The scale of that commitment is evident in Huawei’s innovation base. By the end of 2025, about 114,000 employees, or 53.7% of its workforce, were working in R&D, while the company said it held 165,000 active granted patents worldwide. Its cumulative R&D spending over the past decade reached CNY1.382 trillion. Huawei also said more than 36 million devices were running HarmonyOS by the end of 2025, a sign that its effort to build a self-reliant software ecosystem is gaining some traction, even if global reach remains constrained compared with earlier years.

There are signs that the investment is beginning to influence the next competitive phase, particularly in AI hardware. Customer testing of Huawei’s new 950PR AI chip has gone well, according to people familiar with the matter, with ByteDance and Alibaba planning orders. Reuters reported that Huawei expects to ship about 750,000 units this year, helped by improved compatibility with Nvidia’s CUDA software environment and stronger positioning in inference, the fast-growing business of running trained AI models in practical applications. That matters because China’s AI market is moving from headline-grabbing model launches towards commercial deployment, where software compatibility and system response can count as much as raw performance.

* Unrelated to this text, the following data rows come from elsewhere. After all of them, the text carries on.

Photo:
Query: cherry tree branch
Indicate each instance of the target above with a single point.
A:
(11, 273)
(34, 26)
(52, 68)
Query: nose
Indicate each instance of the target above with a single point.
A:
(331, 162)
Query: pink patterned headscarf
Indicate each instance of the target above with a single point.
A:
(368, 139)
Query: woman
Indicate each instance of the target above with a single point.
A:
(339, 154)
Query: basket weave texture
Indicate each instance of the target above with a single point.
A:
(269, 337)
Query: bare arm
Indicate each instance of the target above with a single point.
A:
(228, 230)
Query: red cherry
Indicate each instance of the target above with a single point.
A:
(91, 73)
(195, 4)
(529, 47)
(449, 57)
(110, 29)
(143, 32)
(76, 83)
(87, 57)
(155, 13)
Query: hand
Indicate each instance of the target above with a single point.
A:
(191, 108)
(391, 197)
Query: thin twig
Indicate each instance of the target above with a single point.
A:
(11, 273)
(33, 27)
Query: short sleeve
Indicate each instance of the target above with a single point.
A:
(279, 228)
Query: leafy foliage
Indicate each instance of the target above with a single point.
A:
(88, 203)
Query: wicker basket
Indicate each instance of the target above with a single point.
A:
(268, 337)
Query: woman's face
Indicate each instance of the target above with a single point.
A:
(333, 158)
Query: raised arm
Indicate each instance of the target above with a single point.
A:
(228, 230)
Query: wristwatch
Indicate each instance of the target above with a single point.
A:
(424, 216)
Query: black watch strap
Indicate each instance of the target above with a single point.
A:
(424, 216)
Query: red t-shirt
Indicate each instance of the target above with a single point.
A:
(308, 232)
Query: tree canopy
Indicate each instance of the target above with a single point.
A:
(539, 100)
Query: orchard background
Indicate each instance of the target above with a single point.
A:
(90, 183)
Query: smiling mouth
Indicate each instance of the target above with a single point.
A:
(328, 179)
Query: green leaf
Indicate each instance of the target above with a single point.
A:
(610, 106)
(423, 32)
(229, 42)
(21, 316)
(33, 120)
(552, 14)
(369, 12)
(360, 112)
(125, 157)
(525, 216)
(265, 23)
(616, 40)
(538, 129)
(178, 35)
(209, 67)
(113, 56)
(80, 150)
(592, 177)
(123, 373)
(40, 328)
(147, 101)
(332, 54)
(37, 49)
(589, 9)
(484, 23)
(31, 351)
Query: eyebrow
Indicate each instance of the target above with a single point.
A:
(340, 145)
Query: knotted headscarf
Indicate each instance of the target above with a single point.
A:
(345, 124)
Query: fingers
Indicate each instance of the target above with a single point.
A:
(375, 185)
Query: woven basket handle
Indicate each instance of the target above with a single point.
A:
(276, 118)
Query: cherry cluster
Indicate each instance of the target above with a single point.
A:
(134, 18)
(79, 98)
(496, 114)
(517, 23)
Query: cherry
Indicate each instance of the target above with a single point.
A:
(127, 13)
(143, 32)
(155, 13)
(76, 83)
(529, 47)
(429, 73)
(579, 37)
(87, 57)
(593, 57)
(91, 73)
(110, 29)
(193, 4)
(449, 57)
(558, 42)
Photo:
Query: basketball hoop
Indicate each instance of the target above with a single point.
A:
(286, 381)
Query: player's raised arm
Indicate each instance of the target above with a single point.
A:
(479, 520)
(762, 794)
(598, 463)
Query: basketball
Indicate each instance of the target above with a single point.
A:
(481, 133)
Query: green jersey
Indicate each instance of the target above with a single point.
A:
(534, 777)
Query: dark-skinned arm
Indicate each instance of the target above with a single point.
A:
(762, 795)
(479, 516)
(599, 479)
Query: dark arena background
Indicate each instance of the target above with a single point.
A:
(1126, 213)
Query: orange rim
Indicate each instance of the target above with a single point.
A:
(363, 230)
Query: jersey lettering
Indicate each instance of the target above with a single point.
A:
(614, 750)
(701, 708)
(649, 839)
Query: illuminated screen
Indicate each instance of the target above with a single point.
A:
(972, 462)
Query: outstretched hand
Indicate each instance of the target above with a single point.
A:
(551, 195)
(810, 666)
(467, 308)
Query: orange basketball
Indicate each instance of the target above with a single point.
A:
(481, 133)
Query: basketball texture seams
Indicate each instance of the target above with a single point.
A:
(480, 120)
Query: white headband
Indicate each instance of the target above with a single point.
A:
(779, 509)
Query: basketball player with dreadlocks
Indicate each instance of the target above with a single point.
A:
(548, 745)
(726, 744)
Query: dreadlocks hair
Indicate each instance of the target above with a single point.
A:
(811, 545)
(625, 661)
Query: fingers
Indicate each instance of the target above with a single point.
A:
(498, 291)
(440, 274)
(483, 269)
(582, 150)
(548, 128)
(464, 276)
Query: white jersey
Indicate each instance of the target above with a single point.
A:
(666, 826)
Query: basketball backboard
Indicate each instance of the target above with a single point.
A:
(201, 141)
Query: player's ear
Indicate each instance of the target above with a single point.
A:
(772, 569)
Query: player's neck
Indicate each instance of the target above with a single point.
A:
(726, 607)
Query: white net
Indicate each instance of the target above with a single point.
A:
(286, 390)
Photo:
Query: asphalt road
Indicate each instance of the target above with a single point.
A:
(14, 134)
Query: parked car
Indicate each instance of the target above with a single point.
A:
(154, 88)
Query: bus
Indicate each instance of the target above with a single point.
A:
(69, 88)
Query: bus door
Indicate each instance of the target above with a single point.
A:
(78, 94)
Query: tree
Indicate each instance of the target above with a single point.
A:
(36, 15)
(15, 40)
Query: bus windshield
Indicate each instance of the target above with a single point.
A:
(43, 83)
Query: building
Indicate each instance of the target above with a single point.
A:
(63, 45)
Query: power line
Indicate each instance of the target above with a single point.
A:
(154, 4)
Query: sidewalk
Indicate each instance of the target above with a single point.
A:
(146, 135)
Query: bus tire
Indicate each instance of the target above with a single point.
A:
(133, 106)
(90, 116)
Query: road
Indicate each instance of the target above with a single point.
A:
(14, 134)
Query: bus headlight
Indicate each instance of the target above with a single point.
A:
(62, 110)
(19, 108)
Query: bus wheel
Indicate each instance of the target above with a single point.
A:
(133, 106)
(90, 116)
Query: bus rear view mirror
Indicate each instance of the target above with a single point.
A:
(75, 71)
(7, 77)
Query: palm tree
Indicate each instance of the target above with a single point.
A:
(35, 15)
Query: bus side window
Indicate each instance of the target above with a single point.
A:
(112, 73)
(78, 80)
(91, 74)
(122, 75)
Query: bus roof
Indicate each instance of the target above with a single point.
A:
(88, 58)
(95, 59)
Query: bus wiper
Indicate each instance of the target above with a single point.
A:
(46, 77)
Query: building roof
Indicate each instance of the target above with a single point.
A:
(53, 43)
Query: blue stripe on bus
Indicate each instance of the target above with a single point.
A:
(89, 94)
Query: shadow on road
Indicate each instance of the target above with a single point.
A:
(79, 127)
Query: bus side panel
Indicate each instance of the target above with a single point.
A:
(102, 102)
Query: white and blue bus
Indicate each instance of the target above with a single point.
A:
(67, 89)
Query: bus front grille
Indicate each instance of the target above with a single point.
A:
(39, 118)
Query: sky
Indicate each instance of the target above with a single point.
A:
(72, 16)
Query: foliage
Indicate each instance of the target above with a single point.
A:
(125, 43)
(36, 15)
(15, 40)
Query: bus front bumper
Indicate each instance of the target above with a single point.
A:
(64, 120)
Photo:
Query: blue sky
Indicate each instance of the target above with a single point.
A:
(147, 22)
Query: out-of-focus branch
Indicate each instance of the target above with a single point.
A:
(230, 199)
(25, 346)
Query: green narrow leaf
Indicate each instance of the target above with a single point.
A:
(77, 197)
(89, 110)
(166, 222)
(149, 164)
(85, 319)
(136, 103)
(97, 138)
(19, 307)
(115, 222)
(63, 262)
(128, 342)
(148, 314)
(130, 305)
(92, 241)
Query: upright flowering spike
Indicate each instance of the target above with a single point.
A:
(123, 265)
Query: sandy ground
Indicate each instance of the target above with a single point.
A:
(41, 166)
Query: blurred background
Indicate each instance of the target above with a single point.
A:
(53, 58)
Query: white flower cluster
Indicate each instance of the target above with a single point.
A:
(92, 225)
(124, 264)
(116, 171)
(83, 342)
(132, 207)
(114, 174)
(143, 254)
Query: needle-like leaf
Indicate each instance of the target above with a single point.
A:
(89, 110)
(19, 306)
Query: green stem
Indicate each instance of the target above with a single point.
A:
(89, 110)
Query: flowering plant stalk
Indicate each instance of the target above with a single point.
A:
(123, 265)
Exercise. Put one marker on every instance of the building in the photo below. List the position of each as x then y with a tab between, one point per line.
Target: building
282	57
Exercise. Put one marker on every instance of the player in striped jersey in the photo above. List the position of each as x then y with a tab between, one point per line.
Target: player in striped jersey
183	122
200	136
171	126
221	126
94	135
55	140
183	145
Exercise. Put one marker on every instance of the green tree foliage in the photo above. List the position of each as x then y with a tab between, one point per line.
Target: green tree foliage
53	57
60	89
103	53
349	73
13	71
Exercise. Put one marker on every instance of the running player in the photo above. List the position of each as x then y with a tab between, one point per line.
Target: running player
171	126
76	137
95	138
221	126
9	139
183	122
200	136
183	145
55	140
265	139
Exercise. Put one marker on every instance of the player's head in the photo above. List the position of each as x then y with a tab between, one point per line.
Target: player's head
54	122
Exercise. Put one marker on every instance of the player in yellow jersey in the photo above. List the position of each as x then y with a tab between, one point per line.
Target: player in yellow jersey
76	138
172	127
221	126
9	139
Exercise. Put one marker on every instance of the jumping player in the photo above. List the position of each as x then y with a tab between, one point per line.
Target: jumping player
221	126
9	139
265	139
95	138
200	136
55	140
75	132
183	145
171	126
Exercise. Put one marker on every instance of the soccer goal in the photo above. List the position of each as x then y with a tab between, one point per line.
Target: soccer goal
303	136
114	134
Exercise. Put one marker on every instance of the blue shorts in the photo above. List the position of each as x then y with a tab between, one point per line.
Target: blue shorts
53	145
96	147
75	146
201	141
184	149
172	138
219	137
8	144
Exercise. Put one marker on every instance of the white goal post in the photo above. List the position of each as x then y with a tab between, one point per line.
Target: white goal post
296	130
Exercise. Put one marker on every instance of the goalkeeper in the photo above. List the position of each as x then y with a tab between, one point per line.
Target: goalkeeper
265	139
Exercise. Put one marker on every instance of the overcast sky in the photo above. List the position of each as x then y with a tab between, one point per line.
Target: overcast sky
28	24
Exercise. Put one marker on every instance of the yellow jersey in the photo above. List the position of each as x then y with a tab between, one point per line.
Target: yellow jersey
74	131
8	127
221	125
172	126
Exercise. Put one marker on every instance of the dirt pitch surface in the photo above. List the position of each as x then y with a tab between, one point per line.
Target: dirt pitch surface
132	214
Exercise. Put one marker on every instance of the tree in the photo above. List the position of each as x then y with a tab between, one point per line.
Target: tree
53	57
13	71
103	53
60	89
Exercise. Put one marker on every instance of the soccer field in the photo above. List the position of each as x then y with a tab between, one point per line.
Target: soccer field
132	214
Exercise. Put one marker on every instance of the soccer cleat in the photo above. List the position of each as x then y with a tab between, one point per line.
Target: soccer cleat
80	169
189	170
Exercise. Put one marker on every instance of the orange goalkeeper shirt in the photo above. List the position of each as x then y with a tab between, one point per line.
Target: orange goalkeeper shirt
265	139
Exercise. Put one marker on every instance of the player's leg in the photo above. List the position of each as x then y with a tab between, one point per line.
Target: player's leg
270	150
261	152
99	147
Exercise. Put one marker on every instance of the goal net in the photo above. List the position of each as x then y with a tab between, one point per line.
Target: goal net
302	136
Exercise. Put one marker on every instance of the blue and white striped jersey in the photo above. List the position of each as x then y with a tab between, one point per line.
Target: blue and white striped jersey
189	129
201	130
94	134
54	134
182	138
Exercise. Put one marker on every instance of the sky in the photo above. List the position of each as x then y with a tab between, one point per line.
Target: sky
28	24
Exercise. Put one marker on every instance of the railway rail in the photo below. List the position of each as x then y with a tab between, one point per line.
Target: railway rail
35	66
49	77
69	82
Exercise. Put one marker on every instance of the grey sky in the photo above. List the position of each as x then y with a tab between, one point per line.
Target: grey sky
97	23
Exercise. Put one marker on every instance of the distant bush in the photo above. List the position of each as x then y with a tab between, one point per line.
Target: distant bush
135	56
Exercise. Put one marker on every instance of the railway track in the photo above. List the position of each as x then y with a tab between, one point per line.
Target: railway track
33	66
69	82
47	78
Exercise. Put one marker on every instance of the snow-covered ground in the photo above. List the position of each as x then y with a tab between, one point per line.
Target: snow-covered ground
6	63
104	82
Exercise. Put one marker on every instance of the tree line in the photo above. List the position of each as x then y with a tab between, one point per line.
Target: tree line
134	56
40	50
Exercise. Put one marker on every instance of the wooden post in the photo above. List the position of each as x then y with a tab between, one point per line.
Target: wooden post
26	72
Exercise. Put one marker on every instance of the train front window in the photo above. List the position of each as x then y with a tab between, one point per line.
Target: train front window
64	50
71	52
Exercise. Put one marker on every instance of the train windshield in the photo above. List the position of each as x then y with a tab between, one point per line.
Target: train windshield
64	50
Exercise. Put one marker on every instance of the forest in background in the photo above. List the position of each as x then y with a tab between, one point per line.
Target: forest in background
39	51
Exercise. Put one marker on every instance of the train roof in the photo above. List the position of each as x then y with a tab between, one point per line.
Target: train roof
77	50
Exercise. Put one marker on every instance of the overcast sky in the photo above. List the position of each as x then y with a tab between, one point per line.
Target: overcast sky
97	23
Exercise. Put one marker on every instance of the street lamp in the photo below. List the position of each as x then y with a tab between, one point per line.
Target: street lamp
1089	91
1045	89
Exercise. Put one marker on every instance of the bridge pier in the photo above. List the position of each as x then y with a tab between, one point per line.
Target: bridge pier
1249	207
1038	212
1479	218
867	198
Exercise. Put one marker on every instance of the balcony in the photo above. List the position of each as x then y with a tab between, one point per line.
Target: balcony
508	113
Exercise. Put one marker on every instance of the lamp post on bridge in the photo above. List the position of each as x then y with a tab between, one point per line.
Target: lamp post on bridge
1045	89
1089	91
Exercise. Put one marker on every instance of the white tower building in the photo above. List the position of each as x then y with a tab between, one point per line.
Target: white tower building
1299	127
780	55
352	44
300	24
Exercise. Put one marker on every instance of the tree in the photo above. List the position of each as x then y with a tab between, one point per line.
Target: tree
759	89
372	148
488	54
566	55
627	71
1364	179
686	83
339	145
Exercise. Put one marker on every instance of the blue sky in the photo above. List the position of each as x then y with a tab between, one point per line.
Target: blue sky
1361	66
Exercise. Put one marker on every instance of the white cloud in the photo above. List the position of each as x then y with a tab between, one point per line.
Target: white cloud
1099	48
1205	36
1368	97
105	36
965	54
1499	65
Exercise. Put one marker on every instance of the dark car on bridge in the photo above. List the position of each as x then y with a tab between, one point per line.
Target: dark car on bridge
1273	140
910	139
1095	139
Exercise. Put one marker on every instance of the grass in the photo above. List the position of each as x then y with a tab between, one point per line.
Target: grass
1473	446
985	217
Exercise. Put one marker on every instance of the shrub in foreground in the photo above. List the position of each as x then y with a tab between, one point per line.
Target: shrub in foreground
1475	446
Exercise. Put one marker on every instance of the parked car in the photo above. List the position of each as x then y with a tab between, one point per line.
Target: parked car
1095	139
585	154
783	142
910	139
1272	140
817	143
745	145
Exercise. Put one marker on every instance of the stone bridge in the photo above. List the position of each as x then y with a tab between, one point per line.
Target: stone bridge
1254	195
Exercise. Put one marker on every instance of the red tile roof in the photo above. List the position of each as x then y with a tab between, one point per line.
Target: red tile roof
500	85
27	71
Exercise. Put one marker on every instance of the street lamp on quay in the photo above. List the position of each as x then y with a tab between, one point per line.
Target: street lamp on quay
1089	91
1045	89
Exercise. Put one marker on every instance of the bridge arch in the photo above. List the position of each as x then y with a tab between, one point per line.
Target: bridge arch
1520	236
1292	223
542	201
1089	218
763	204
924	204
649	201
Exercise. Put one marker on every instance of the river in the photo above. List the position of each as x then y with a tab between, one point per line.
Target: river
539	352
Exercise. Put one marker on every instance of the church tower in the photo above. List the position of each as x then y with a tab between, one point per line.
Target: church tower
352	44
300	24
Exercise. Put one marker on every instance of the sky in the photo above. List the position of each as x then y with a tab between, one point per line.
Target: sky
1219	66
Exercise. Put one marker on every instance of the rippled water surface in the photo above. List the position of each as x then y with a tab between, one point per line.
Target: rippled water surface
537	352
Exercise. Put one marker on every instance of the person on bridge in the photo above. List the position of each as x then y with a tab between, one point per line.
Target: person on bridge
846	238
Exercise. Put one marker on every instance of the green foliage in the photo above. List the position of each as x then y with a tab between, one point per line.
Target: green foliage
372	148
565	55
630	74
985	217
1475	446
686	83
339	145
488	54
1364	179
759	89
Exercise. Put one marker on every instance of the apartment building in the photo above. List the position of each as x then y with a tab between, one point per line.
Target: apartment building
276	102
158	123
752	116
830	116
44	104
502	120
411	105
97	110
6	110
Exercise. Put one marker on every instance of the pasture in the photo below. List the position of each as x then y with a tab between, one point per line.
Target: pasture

Yet the broader commercial backdrop remains mixed. In smartphones, Huawei retained the top position in China in January 2026, according to Counterpoint data cited by Reuters, even though its sales fell 27% year on year as the market as a whole dropped 23%. Apple, by contrast, was the only major brand to post growth that month. Those figures suggest Huawei’s consumer revival is real but not linear, and that the company still faces a tougher demand environment at home than the headline comeback story sometimes implies.